In practical workloads, joins are typically combined with selections and projections, in an effort to minimize intermediate result sizes (e.g., push selections and projections close to the relation). This approach can also be used here to further improve performance.

Predicate evaluation could filter out tuples, and alleviate memory utilization by creating gaps in the FPGA datapath. This could improve the build phase performance because it removes some of the costly atomic operations. The gaps could also mitigate back-pressure in the probe phase caused by long node chains. By adding the selection hardware on the FPGA, the latency will increase but because it is fully pipelined [16] it would not decrease the throughput.

Projection and the join step (i.e., using the tuple pointers to actually create the joined result) are ideal candidates for FPGA acceleration. Both are naturally parallel and streamable. Many works have leveraged these operations to improve performance [17; 14; 9]. In the special case where an entire tuple fits in one memory word the probe engine presented in this work can be easily extended to perform the join step. The engine already joins the pointers, but a little modification can replace them with the values instead. In order to capture the real effect of FPGA multithreading in the join operation, our implementation does not consider the selection, projection and join step.
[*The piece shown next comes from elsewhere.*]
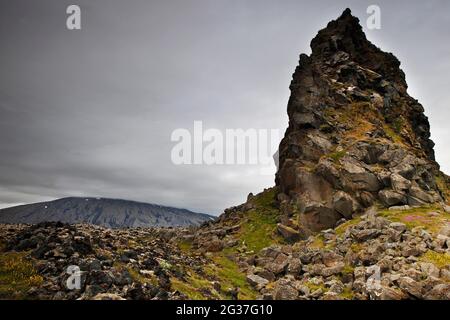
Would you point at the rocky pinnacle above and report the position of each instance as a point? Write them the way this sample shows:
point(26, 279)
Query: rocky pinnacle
point(355, 136)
Another common optimization applied to multicore hash joins is partitioning, which eliminates the costly thread synchronization and allows to keep partitioned tuples cache resident [15]. However, this idea is not applicable to our FPGA engines. Even with partitioned data, each engine still has hundreds of outstanding read and write requests. Since all these requests are processed in a pipelined manner the only way to avoid race conditions will be to use atomic operations or some form of locking. Moreover our approach does not cache results on FPGA BRAM, hence decreasing the partition size will not have any effect on FPGA performance.

# 4. EXPERIMENTAL RESULTS

We proceed with a description of the target architecture, the Convey-MX, and discuss how engines can be duplicated to match the available memory bandwidth. The FPGA hash join implementation is compared in terms of overall throughput against the best multicore approach [4]. We also present experiments on the scalability of the FPGA designs and their space utilization. Synthesizing FPGAs is well known to be a time intensive task; nevertheless, all designs in this paper are capable of processing different join queries **without** needing to re-synthesize the FPGA logic.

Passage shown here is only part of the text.